Proxy-based confidence scoring framework for extraction quality assessment

Project description

document-confidence

A proxy-based confidence scoring framework for evaluating extraction quality without requiring ground truth labels. This library provides a production-ready architecture for assessing document extraction results and routing them to appropriate recovery workflows.

Overview

document-confidence implements a multi-metric scoring system that evaluates extraction quality across multiple dimensions.
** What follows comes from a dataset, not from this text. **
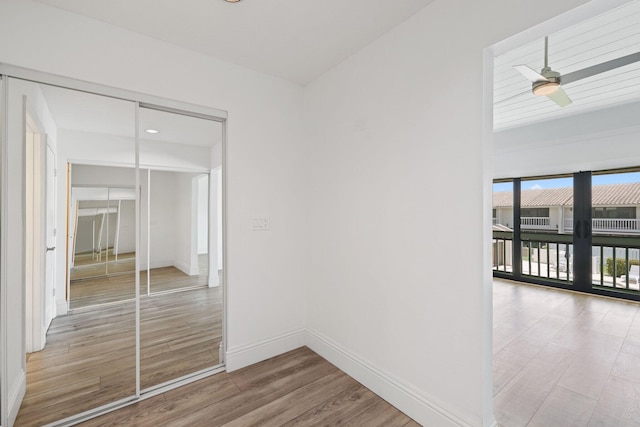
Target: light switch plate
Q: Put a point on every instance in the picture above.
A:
(260, 224)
The library operates deterministically without requiring external APIs, LLM calls, or cloud dependencies, making it suitable for high-throughput document processing pipelines.

Architecture

The library follows a modular architecture with:

  • Metric-based Scoring - Independent metrics for different quality dimensions
  • Weighted Aggregation - Configurable weights for metric prioritization
  • Deficiency Classification - Automatic detection of specific failure types
  • Recommendation Engine - Routing decisions for accept/recover/human review
  • Protocol-based Interfaces - Type-safe contracts for extensibility

Installation

pip install document-confidence

Optional Dependencies

# For development
pip install document-confidence[dev]

Quick Start

from document_confidence import (
    ConfidenceConfig,
    ConfidenceScorer,
    RecommendationType,
)
from document_confidence.metrics import (
    TextCoverageMetric,
    TableCompletenessMetric,
    SchemaFillMetric,
    ConsistencyMetric,
    DensityMetric,
)

# Configure confidence scoring
config = ConfidenceConfig(
    acceptance_threshold=90.0,
    human_review_threshold=80.0,
    weights={
        "text_coverage": 0.25,
        "table_completeness": 0.20,
        "schema_fill": 0.25,
        "consistency": 0.15,
        "density": 0.15,
    },
)

# Create metrics
metrics = [
    TextCoverageMetric(),
    TableCompletenessMetric(),
    SchemaFillMetric(),
    ConsistencyMetric(),
    DensityMetric(),
]

# Initialize scorer
scorer = ConfidenceScorer(config, metrics)

# Score extraction
report = scorer.score(
    extraction=extracted_data,
    page_metadata=page_metadata,
    parse_results=parse_results,
)

# Get recommendation
if report.recommendation == RecommendationType.ACCEPT:
    print("Extraction accepted")
elif report.recommendation == RecommendationType.HUMAN_REVIEW:
    print("Requires human review")
else:
    print("Recovery needed")

Configuration

Confidence Configuration

from document_confidence import ConfidenceConfig

config = ConfidenceConfig(
    acceptance_threshold=90.0,
    human_review_threshold=80.0,
    weights={
        "text_coverage": 0.25,
        "table_completeness": 0.20,
        "schema_fill": 0.25,
        "consistency": 0.15,
        "density": 0.15,
    },
    enable_metric_explanations=True,
    normalize_weights=True,
    strict_schema_validation=True,
    minimum_metric_score=0.50,
)

Metrics

Text Coverage Metric

Detects OCR failures by measuring text coverage.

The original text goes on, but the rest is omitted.